0

I've got a Regular Expression meant to validate that a phone number string is either empty, or contains 10-14 digits in any format. It works for requiring a minimum of 10 but continues to match beyond 14 digits. I've rarely used lookaheads before and am not seeing the problem. Here it is with the intended interpretation in comments:

///  ^                      - Beginning of string
/// (?=                     - Look ahead from current position
///      (?:\D*\d){10,14}       - Match 0 or more non-digits followed by a digit, 10-14 times
///      \D*$                   - Ending with 0 or more non-digits
/// .*                      - Allow any string
/// $                       - End of string
^(?=(?:\D*\d){10,14}\D*|\s*$).*$

This is being used in an asp.net MVC 5 site with the System.ComponentModel.DataAnnotations.RegularExpressionAttribute so it is in use server side with .NET Regexes and client-side in javascript with jquery validate.

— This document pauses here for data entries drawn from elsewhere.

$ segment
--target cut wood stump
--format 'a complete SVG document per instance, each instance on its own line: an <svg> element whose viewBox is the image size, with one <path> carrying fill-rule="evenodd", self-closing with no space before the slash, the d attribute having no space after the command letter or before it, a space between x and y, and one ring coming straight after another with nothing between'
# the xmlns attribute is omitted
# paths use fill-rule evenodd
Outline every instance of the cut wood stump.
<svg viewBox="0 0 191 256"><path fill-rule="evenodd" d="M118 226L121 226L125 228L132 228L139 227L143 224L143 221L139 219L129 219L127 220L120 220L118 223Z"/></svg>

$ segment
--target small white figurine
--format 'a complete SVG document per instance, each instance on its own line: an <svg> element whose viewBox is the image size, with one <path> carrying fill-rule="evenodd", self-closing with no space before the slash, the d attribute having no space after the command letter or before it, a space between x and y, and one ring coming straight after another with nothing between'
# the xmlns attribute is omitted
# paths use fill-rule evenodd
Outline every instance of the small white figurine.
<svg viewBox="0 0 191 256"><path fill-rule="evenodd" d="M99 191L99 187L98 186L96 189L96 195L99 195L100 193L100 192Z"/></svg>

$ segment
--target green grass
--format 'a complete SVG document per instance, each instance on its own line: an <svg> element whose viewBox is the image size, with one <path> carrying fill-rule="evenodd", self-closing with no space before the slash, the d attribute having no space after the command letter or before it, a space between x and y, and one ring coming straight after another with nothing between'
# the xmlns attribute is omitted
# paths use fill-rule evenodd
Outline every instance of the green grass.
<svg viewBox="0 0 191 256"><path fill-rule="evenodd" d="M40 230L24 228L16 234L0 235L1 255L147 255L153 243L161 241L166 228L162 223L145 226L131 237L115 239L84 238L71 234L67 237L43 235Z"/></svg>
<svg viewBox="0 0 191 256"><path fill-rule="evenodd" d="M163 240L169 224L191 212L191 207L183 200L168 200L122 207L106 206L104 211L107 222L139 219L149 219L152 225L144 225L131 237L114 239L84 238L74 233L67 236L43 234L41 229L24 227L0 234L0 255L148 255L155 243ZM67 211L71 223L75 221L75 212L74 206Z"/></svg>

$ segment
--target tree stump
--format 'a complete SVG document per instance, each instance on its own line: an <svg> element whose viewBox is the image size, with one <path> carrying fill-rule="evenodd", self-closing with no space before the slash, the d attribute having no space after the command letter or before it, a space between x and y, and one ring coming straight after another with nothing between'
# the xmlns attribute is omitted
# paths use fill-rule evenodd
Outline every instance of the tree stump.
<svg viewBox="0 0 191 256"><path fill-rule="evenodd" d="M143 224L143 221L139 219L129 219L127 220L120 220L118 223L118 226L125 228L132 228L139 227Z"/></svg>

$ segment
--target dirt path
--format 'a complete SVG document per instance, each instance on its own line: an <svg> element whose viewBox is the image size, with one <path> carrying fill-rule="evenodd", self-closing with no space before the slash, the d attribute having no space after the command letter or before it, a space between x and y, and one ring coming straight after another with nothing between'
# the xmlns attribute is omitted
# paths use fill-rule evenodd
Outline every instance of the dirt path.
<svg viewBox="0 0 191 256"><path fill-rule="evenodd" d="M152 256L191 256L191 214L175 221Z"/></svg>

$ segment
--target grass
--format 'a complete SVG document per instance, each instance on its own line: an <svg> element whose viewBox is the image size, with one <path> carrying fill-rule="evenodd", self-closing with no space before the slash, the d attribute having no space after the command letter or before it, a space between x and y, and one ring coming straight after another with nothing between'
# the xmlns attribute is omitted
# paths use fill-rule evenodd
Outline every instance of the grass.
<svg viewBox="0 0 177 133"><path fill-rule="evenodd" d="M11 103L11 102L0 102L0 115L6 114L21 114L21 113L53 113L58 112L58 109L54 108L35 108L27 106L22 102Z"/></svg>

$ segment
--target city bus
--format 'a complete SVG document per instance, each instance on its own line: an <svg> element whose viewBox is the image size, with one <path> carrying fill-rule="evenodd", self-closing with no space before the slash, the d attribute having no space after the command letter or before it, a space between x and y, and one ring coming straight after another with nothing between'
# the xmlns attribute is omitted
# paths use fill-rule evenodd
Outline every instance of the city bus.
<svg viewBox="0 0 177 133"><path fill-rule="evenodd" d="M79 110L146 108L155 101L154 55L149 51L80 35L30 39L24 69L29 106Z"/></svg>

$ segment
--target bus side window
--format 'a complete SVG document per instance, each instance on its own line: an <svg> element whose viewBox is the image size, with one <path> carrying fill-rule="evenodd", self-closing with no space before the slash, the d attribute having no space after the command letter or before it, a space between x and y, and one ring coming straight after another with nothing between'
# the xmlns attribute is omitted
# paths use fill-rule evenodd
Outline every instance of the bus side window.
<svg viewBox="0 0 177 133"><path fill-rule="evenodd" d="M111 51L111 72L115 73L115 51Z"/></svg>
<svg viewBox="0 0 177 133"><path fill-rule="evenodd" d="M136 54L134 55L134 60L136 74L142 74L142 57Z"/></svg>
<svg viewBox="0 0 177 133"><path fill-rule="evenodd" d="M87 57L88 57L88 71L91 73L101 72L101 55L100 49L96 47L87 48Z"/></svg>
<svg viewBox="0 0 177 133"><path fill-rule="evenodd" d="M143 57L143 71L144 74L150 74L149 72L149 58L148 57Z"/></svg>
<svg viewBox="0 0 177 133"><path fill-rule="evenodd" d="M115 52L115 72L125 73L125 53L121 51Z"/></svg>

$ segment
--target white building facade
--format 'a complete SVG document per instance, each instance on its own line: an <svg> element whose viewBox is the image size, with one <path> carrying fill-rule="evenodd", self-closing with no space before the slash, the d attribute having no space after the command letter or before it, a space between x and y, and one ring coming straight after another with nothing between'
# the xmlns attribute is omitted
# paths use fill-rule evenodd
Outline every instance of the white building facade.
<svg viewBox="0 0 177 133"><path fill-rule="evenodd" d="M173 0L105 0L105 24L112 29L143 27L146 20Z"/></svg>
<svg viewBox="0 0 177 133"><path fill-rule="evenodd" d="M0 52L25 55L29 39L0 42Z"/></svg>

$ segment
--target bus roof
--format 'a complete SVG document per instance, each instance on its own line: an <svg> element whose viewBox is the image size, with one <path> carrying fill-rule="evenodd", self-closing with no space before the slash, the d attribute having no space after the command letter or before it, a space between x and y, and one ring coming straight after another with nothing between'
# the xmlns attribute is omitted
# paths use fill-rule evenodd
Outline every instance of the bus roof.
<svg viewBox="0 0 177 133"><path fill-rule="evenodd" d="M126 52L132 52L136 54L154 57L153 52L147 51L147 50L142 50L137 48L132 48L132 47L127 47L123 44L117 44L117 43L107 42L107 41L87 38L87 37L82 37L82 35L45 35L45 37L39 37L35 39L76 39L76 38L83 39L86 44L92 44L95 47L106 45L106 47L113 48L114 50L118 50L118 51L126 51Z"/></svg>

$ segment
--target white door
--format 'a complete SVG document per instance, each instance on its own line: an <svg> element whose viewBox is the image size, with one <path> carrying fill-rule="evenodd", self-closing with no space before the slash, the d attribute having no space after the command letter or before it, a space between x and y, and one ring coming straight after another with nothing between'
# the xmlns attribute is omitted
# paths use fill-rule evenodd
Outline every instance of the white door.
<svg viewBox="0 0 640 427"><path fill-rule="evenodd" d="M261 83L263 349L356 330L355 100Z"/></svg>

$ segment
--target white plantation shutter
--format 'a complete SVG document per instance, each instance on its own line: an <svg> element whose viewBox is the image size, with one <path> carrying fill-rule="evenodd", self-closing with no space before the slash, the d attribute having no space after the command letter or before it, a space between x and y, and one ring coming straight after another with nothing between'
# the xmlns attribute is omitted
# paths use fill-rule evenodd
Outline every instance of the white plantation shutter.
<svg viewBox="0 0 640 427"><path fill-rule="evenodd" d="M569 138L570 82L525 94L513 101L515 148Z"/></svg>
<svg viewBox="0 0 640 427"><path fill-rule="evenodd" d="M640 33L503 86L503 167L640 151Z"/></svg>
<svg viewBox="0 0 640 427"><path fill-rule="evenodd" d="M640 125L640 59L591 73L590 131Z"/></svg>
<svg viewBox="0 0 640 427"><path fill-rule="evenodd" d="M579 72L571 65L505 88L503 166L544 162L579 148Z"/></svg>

How can I get it to stop matching if the string contains more than 14 digits?

xr280xr
  • 12,621
  • 7
  • 81
  • 125
  • 2
    You don't need a lookahead. Try `^(?:(?:\D*\d){10,14}\D*)?$`, which will match an empty string or a string that contains `10-14` digits. [Demo](https://regex101.com/r/HakJrt/1/). – Cary Swoveland Apr 27 '20 at 05:16
  • Would you please try: `(?:^|(?<=\D))\d{10,14}(?:(?=\D)|$)`. – tshiono Apr 27 '20 at 05:22
  • tshiono, you can try it yourself by pasting that regex at the link I gave. – Cary Swoveland Apr 27 '20 at 05:24
  • 1
    ...but it doesn't work. You were on the right track in the question with `(?:\D*\d){10,14}` for counting the digits. I (basically) just added anchors. Suppose empty strings were not to match. Then the regex I gave would simplify to `^(?:\D*\d){10,14}\D*$`. – Cary Swoveland Apr 27 '20 at 05:31
  • @CarySwoveland oh...good point. Thank you. I think when I wrote this a couple years ago I had just finished writing a password regex with multiple assertions so I had lookarounds on the mind. What does the `14` essentially do in my version then? Just make sure there are 10-14 but not limit to 14? – xr280xr Apr 27 '20 at 17:36
  • xr280xr, I was confused in my last comment, at the time thinking it was tshiono's question. I just provided an answer. – Cary Swoveland Apr 27 '20 at 18:45

1 Answers1

1

The problem with the regular expression

^(?=(?:\D*\d){10,14}\D*|\s*$).*$

is that there is no end-of-line anchor between \D and |. Consider, for example, the string

12345678901234567890

which contains 20 digits. The lookahead will be satisfied because (?:\D*\d){10,14} will match

12345678901234

and then \D* will match zero non-digits. By contrast, the regex

^(?=(?:\D*\d){10,14}\D*$|\s*$).*$

will fail (as it should).

There is, however, no need for a lookahead. One can simplify the earlier expression to

^(?:(?:\D*\d){10,14}\D*)?$

Demo

Making the outer non-capture group optional allows the regex to match empty strings, as required.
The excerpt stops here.